Des soldats maliens participent à l’opération Hawbi dans le centre du Mali, près des frontières avec le Burkina Faso et le Niger, en novembre 2017. AFP/GETTY IMAGES

La Force du G5 Sahel œuvre déjà avec l’opération Barkhane de la France, et il sera important de définir les domaines de coopération tout en respectant les mandats différents des missions, déclare le colonel-major Léon Traoré, chef d’état-major de l’armée pour le Burkina Faso. La nouvelle force peut aussi parfaire les efforts des pays participants sans remplacer ces efforts.

« L’idée, c’est la mutualisation des forces et des efforts.
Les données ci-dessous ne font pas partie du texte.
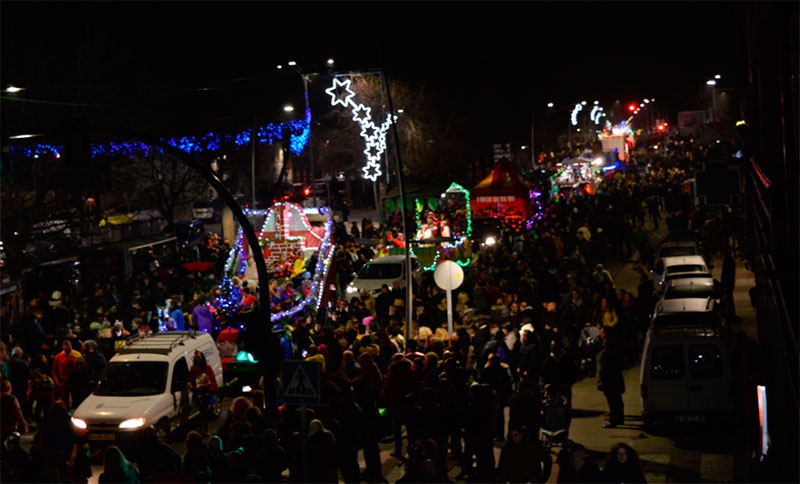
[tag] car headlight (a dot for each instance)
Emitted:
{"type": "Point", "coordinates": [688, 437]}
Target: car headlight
{"type": "Point", "coordinates": [133, 423]}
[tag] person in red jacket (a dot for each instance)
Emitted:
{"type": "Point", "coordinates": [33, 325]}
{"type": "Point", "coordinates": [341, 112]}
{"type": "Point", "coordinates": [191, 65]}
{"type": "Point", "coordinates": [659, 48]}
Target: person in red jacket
{"type": "Point", "coordinates": [63, 365]}
{"type": "Point", "coordinates": [203, 384]}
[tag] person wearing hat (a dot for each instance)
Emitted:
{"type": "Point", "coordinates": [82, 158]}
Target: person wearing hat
{"type": "Point", "coordinates": [203, 384]}
{"type": "Point", "coordinates": [523, 458]}
{"type": "Point", "coordinates": [57, 314]}
{"type": "Point", "coordinates": [286, 342]}
{"type": "Point", "coordinates": [95, 361]}
{"type": "Point", "coordinates": [576, 466]}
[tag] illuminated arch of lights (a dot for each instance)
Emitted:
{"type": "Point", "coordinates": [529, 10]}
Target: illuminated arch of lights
{"type": "Point", "coordinates": [296, 131]}
{"type": "Point", "coordinates": [236, 264]}
{"type": "Point", "coordinates": [374, 134]}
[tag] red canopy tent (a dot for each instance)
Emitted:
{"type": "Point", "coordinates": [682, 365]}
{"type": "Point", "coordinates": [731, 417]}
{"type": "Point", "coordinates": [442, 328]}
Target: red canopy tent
{"type": "Point", "coordinates": [504, 192]}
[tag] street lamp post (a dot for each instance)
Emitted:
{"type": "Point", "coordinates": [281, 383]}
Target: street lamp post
{"type": "Point", "coordinates": [713, 84]}
{"type": "Point", "coordinates": [305, 77]}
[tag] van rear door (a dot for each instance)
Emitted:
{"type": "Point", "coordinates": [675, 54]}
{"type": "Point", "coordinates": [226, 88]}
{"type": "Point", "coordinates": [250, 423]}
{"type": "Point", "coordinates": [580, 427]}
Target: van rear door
{"type": "Point", "coordinates": [709, 381]}
{"type": "Point", "coordinates": [666, 379]}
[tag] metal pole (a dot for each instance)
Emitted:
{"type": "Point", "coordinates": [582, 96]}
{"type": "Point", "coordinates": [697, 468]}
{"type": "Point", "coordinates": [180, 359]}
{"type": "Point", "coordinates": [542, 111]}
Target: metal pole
{"type": "Point", "coordinates": [533, 146]}
{"type": "Point", "coordinates": [253, 141]}
{"type": "Point", "coordinates": [714, 105]}
{"type": "Point", "coordinates": [310, 144]}
{"type": "Point", "coordinates": [401, 188]}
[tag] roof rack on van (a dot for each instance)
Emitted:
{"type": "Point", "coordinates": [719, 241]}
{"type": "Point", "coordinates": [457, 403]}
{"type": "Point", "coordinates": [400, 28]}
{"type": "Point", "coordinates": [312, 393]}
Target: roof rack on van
{"type": "Point", "coordinates": [688, 330]}
{"type": "Point", "coordinates": [161, 343]}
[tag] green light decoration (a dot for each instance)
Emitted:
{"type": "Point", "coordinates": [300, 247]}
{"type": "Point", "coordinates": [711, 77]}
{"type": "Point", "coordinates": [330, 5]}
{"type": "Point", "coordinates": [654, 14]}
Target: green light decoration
{"type": "Point", "coordinates": [445, 249]}
{"type": "Point", "coordinates": [245, 356]}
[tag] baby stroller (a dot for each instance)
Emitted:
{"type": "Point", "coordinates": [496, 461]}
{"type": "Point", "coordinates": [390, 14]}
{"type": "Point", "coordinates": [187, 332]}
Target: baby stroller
{"type": "Point", "coordinates": [589, 344]}
{"type": "Point", "coordinates": [556, 417]}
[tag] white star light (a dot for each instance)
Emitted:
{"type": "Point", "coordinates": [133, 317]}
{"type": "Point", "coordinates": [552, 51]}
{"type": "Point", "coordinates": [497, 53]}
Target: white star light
{"type": "Point", "coordinates": [374, 136]}
{"type": "Point", "coordinates": [361, 114]}
{"type": "Point", "coordinates": [371, 171]}
{"type": "Point", "coordinates": [373, 151]}
{"type": "Point", "coordinates": [369, 131]}
{"type": "Point", "coordinates": [340, 92]}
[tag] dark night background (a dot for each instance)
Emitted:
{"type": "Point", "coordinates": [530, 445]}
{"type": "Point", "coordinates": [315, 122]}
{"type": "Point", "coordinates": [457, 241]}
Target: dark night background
{"type": "Point", "coordinates": [497, 62]}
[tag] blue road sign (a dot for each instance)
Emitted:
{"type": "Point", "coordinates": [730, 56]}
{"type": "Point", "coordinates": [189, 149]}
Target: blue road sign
{"type": "Point", "coordinates": [300, 382]}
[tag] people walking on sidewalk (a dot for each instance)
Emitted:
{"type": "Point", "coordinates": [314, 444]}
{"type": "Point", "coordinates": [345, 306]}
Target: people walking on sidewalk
{"type": "Point", "coordinates": [623, 465]}
{"type": "Point", "coordinates": [611, 381]}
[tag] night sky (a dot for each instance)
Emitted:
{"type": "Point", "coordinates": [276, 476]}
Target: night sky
{"type": "Point", "coordinates": [497, 62]}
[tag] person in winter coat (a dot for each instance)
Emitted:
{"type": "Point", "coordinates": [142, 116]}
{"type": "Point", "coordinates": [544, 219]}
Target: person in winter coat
{"type": "Point", "coordinates": [116, 468]}
{"type": "Point", "coordinates": [623, 465]}
{"type": "Point", "coordinates": [498, 376]}
{"type": "Point", "coordinates": [559, 370]}
{"type": "Point", "coordinates": [522, 458]}
{"type": "Point", "coordinates": [397, 385]}
{"type": "Point", "coordinates": [611, 381]}
{"type": "Point", "coordinates": [576, 468]}
{"type": "Point", "coordinates": [530, 360]}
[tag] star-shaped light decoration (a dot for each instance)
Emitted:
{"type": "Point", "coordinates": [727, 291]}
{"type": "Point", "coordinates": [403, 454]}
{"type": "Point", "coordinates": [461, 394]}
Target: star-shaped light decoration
{"type": "Point", "coordinates": [362, 114]}
{"type": "Point", "coordinates": [369, 131]}
{"type": "Point", "coordinates": [374, 135]}
{"type": "Point", "coordinates": [340, 92]}
{"type": "Point", "coordinates": [372, 171]}
{"type": "Point", "coordinates": [373, 151]}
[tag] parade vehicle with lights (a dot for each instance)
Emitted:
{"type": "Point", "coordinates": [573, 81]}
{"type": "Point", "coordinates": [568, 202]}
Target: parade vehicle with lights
{"type": "Point", "coordinates": [145, 384]}
{"type": "Point", "coordinates": [443, 225]}
{"type": "Point", "coordinates": [285, 235]}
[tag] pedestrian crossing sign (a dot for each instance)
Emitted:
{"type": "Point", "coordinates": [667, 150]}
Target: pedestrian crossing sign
{"type": "Point", "coordinates": [300, 382]}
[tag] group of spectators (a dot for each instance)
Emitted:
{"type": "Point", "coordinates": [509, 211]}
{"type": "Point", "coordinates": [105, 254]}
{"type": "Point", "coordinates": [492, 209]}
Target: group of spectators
{"type": "Point", "coordinates": [531, 316]}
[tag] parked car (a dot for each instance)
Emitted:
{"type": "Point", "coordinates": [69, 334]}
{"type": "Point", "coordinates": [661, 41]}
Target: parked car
{"type": "Point", "coordinates": [381, 270]}
{"type": "Point", "coordinates": [686, 376]}
{"type": "Point", "coordinates": [486, 231]}
{"type": "Point", "coordinates": [672, 249]}
{"type": "Point", "coordinates": [145, 384]}
{"type": "Point", "coordinates": [206, 210]}
{"type": "Point", "coordinates": [680, 267]}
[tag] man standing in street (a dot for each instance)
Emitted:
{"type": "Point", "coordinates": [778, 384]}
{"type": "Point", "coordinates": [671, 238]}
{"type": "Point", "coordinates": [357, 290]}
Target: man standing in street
{"type": "Point", "coordinates": [611, 381]}
{"type": "Point", "coordinates": [95, 361]}
{"type": "Point", "coordinates": [63, 365]}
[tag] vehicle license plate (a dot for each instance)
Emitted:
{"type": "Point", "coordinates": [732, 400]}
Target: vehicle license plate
{"type": "Point", "coordinates": [690, 418]}
{"type": "Point", "coordinates": [102, 437]}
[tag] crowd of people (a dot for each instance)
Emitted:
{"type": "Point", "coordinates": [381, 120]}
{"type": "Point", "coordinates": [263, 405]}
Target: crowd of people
{"type": "Point", "coordinates": [538, 310]}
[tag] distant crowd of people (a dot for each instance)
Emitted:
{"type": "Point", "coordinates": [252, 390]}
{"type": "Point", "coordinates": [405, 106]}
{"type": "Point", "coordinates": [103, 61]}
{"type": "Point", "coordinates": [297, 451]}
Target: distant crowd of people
{"type": "Point", "coordinates": [536, 312]}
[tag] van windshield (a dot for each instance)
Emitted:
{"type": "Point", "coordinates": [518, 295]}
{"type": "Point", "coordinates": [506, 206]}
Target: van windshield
{"type": "Point", "coordinates": [380, 271]}
{"type": "Point", "coordinates": [685, 268]}
{"type": "Point", "coordinates": [133, 378]}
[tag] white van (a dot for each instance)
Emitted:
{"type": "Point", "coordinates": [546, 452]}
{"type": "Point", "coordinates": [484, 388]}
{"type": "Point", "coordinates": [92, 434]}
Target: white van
{"type": "Point", "coordinates": [685, 376]}
{"type": "Point", "coordinates": [381, 270]}
{"type": "Point", "coordinates": [145, 384]}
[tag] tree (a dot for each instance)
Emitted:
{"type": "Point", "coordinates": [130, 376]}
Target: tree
{"type": "Point", "coordinates": [155, 179]}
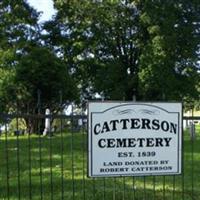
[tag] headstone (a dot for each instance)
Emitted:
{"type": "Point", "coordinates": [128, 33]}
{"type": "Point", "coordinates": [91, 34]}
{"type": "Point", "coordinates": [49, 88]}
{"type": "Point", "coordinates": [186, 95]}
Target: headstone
{"type": "Point", "coordinates": [47, 128]}
{"type": "Point", "coordinates": [192, 131]}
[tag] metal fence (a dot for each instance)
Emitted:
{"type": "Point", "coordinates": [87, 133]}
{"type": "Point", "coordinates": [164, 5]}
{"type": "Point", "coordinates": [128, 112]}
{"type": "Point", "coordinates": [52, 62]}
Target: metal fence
{"type": "Point", "coordinates": [53, 165]}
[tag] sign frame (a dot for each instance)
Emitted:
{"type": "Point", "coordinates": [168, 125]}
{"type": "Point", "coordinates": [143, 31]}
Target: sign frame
{"type": "Point", "coordinates": [95, 155]}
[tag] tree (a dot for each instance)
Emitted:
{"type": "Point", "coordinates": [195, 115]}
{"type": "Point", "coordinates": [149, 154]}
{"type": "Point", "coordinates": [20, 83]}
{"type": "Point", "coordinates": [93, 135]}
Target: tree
{"type": "Point", "coordinates": [125, 48]}
{"type": "Point", "coordinates": [32, 76]}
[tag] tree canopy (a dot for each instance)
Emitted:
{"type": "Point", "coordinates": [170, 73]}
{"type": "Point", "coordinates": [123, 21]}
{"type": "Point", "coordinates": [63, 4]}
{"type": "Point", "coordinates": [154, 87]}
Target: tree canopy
{"type": "Point", "coordinates": [124, 48]}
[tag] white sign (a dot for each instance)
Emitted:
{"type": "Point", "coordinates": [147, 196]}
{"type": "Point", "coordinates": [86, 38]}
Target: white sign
{"type": "Point", "coordinates": [134, 139]}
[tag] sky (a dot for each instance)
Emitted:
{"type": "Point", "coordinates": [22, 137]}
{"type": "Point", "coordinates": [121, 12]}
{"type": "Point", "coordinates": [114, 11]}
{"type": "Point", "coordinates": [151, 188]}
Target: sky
{"type": "Point", "coordinates": [46, 6]}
La mutualisation de nos capacités par le partage de renseignements et la mise en commun de notre manière de faire pour pouvoir venir au but, déclare le colonel Traoré à ADF. Je pense que la philosophie qui soutient le G5, c’est ça. C’est : l’union fait la force. La mutualisation des efforts pour voir ce que nous pouvons faire ensemble pour combattre l’ennemi qui est devenu commun. »

Andrew Lebovich, professeur invité auprès du Conseil européen des relations internationales, écrit en mars 2018 que les efforts de sécurité et les progrès de la Force du G5 Sahel doivent aussi être équilibrés avec les efforts d’amélioration de la gouvernance et de la justice tout en protégeant la population locale qui peut être menacée ou déplacée par les combats. Les opérations du G5 telles que l’opération Pagnali ont forcé les réfugiés dans des zones du Mali qui souffrent déjà du crime, des différences communautaires et de l’insécurité alimentaire.

La répression du recrutement des militants présente un défi au Mali et confirme l’opinion de M. Lebovich sur l’amélioration de la gouvernance. L’attrait des groupes de militants est évident, déclare Boubacar Hassane, observateur militaire de l’ONU à Sévaré, au service d’actualités Bloomberg.

« La pauvreté en est la cause, déclare M. Hassane. Un homme sans emploi ne peut pas se marier. Imaginez ça, il n’y a rien pour lui, mais les djihadistes lui offrent de l’argent. Ils le paient bien, parfois même 200 dollars par jour. Aucun autre emploi n’aura jamais un tel salaire. »

L’article de l’ACSS déclare que le développement économique fait partie du concept des opérations de cet effort. Plus que toute autre chose, cela aidera à réduire l’attrait du recrutement et de la propagande djihadistes, en particulier en présence de forces de sécurité qui suivent les normes les plus élevées de professionnalisme et de respect des droits humains.

Yaya Sere du Burkina Faso, commandant adjoint de la Force du G5 Sahel, en convient. Il déclare à Bloomberg que les forces militaires ne peuvent pas faire leur travail toutes seules. « Le développement est crucial », déclare-t-il.